Marcus Garvey founded the only Negro mass movement on a program to effect the transporting of hundreds of thousands of American Negroes to the dark continent. More recently the Negro community of the United States has watched with interest and followed with enthusiasm each country in Africa that gained political freedom: Liberia, Eritrea, Tunisia, Morocco, the Sudan and Ghana.
American Negroes realize that the color line of Western European civilization has to be broken before the special color discrimination in the United States is finally crushed, that there must be a world assault upon color discrimination just as there must be one against anti-Semitism.
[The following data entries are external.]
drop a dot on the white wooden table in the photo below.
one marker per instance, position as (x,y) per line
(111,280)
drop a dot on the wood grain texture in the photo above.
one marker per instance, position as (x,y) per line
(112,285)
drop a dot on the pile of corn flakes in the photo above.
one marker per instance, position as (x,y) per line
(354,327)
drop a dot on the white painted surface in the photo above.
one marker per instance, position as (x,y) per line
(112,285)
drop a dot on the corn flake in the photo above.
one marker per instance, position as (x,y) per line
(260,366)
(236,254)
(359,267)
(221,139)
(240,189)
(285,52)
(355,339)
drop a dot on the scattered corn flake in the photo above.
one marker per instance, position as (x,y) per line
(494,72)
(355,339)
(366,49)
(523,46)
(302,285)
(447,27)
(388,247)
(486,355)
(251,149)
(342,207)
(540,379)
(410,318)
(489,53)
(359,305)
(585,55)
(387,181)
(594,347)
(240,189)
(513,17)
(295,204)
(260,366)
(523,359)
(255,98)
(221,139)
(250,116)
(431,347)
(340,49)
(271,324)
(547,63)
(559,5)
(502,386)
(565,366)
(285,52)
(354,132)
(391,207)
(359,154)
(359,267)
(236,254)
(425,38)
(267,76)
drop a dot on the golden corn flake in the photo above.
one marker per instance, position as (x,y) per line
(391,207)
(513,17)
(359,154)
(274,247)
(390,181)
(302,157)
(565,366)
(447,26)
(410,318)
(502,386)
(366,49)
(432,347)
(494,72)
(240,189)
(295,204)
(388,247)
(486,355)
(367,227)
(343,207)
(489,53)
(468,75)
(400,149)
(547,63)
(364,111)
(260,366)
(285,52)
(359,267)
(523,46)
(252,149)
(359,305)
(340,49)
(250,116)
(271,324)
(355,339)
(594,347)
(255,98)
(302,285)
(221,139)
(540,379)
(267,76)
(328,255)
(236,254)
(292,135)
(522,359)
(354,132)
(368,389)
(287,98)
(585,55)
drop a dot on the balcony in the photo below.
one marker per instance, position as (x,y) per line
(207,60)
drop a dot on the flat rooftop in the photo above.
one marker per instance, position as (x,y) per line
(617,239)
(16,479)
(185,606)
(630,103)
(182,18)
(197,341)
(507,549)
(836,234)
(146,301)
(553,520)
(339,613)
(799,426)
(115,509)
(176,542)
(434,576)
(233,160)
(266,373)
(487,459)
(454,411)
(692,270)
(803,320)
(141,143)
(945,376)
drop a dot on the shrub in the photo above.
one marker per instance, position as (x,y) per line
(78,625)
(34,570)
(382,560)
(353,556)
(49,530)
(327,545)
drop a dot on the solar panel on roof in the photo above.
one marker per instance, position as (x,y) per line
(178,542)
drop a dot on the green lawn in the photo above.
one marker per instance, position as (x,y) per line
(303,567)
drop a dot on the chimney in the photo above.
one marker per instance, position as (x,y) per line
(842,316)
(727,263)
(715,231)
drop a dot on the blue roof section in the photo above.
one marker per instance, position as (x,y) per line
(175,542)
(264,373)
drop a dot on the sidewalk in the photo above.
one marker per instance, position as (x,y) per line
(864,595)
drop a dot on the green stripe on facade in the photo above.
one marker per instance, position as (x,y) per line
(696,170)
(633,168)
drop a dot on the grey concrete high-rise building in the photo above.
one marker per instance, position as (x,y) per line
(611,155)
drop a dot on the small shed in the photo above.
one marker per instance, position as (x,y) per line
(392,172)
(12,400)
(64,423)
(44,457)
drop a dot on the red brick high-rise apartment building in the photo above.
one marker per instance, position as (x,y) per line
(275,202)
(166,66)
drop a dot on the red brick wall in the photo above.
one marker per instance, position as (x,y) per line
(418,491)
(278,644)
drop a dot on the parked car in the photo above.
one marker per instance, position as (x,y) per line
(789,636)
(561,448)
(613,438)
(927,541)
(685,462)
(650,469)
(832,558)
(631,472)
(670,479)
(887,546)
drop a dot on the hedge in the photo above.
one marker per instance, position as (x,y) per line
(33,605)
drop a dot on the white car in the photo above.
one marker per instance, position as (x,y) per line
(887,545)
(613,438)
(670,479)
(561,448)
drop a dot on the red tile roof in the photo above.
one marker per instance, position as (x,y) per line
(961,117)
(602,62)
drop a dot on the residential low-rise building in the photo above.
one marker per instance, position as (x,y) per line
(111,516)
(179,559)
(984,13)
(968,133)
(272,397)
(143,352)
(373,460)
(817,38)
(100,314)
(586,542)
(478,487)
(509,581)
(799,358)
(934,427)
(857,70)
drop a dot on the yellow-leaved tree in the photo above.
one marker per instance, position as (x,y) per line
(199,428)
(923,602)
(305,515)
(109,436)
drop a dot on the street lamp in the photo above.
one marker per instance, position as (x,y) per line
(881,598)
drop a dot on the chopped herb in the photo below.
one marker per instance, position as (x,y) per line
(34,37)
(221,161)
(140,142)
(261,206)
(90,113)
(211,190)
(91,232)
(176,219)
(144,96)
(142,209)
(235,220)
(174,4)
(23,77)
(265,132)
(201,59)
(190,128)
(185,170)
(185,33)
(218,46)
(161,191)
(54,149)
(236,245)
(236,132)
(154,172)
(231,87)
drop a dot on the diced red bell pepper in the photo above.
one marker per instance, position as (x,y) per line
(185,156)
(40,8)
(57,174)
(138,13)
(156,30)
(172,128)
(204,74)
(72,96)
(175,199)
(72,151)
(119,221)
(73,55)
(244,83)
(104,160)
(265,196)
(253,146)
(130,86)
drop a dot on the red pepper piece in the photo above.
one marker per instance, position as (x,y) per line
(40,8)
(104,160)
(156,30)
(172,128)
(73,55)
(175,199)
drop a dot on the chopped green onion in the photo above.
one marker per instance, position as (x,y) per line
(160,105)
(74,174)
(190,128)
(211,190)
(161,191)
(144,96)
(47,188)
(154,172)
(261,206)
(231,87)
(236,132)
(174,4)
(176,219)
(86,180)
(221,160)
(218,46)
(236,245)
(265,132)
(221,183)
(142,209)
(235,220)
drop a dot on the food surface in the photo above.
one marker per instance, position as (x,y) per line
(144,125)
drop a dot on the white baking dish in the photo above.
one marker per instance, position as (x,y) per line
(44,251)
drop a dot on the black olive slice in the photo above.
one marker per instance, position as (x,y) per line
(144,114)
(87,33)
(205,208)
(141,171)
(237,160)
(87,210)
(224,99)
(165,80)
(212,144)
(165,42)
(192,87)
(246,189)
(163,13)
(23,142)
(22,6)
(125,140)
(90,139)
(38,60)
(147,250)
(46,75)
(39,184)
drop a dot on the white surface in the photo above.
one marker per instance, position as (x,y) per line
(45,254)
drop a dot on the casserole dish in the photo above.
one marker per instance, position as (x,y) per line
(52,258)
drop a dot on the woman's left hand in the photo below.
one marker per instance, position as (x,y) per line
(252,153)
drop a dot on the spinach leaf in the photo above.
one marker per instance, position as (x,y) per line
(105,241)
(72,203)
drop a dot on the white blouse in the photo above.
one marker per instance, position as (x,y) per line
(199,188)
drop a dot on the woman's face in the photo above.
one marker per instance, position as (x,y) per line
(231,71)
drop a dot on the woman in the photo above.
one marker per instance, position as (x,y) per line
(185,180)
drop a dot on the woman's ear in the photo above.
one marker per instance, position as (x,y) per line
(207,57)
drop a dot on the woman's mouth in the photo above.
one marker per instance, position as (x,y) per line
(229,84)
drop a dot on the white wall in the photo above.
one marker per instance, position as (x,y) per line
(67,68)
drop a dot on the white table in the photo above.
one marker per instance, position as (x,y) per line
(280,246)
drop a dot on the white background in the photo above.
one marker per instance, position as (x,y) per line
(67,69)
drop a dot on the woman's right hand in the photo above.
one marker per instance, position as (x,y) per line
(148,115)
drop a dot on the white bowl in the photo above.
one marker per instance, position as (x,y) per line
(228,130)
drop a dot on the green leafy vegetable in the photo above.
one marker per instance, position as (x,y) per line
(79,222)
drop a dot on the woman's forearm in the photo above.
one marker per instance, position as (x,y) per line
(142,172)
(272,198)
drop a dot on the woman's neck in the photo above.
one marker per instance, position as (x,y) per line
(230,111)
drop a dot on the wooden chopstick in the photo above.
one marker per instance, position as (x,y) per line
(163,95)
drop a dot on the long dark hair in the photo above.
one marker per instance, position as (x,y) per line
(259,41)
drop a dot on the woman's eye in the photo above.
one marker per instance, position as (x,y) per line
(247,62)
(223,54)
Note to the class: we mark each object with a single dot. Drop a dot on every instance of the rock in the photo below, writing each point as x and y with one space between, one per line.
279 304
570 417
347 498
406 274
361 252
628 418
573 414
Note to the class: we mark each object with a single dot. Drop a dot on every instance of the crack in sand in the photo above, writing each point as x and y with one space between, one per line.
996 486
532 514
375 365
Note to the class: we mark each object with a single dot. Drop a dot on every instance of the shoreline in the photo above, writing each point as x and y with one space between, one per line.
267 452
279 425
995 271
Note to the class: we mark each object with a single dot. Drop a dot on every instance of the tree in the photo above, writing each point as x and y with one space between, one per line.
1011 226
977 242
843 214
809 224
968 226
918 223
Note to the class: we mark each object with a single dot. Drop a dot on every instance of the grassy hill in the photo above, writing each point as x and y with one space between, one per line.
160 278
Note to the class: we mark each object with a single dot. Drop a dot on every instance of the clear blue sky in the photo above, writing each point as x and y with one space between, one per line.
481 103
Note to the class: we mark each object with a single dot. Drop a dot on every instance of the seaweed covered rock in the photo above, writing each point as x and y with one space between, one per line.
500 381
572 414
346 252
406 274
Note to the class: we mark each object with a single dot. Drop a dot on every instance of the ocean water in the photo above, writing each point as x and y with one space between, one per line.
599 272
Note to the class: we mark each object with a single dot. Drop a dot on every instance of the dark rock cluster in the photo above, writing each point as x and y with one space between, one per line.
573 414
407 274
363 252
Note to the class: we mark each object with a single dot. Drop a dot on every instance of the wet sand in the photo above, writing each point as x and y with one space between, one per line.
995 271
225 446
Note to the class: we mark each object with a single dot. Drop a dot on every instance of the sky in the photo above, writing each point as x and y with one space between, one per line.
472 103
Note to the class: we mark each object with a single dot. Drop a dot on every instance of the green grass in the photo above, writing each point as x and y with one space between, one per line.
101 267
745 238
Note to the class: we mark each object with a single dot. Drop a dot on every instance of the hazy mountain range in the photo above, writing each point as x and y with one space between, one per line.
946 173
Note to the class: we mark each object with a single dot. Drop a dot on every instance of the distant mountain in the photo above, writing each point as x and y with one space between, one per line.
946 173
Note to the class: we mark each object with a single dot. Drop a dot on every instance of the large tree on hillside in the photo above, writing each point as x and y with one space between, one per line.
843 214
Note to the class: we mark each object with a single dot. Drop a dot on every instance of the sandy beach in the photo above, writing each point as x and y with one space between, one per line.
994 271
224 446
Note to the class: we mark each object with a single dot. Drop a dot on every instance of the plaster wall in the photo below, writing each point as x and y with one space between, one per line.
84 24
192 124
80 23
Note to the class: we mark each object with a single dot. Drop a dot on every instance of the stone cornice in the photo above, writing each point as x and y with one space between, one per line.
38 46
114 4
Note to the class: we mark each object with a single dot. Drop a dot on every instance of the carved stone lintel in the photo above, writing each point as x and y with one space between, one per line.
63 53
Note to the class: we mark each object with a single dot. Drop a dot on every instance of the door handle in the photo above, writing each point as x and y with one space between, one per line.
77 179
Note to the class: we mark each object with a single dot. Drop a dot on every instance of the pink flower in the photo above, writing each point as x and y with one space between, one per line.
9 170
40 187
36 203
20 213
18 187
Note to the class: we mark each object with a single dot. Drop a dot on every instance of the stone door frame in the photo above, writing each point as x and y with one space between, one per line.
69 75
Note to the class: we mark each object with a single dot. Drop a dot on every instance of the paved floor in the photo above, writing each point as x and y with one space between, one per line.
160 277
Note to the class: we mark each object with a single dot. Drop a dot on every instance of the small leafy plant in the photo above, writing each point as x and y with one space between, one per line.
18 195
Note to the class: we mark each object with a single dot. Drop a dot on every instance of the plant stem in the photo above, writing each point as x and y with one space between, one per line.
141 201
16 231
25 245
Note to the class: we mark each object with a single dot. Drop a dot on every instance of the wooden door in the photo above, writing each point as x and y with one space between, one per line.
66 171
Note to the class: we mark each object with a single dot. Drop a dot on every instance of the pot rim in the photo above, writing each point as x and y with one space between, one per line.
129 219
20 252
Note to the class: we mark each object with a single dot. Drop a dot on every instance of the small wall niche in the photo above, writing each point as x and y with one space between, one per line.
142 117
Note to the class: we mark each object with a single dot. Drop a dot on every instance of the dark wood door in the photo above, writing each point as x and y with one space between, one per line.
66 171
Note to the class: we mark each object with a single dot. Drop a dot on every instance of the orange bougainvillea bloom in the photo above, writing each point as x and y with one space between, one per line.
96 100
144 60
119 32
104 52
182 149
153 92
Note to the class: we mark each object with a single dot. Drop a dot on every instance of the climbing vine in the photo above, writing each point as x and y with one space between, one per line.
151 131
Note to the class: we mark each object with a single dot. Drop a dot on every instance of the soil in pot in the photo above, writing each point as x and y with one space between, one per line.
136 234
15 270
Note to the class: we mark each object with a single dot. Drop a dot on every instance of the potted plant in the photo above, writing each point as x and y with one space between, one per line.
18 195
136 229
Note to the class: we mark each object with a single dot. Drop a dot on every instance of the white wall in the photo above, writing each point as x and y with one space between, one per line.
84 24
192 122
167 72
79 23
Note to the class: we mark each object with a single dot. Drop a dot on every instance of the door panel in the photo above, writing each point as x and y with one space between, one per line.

And this interest and knowledge does not come from Arab propaganda.
THERE is a feeling which dominates, and obsesses, the Jewish community that anyone who criticizes Israel is anti-Semitic, or that anyone sympathizing with the aspirations of the Arab world is against the Jews. For one, I have supported the fight of Tunisia, Morocco and Algeria for years.
Further I was, and am, sharply critical of Israel for joining forces with England and France, and invading Egypt during the Suez crisis. Israel is not known for an anti-colonial foreign policy.
As to James Lawson: “He may be a ‘rabid anti-Semitic,’ but I knew him for years at the United Nations and he never approached the subject with me. He is passionately pro-African and pro-Arab. This may place him on some questions against Israel. But this is a legitimate political position: Israel, England, France, the Soviet Union and the United States have all acted shabbily in North Africa’s fight for Independence.”[1]
[1] Horace R. Cayton, “World at Large,” Pittsburgh Courier, May 3, 1958.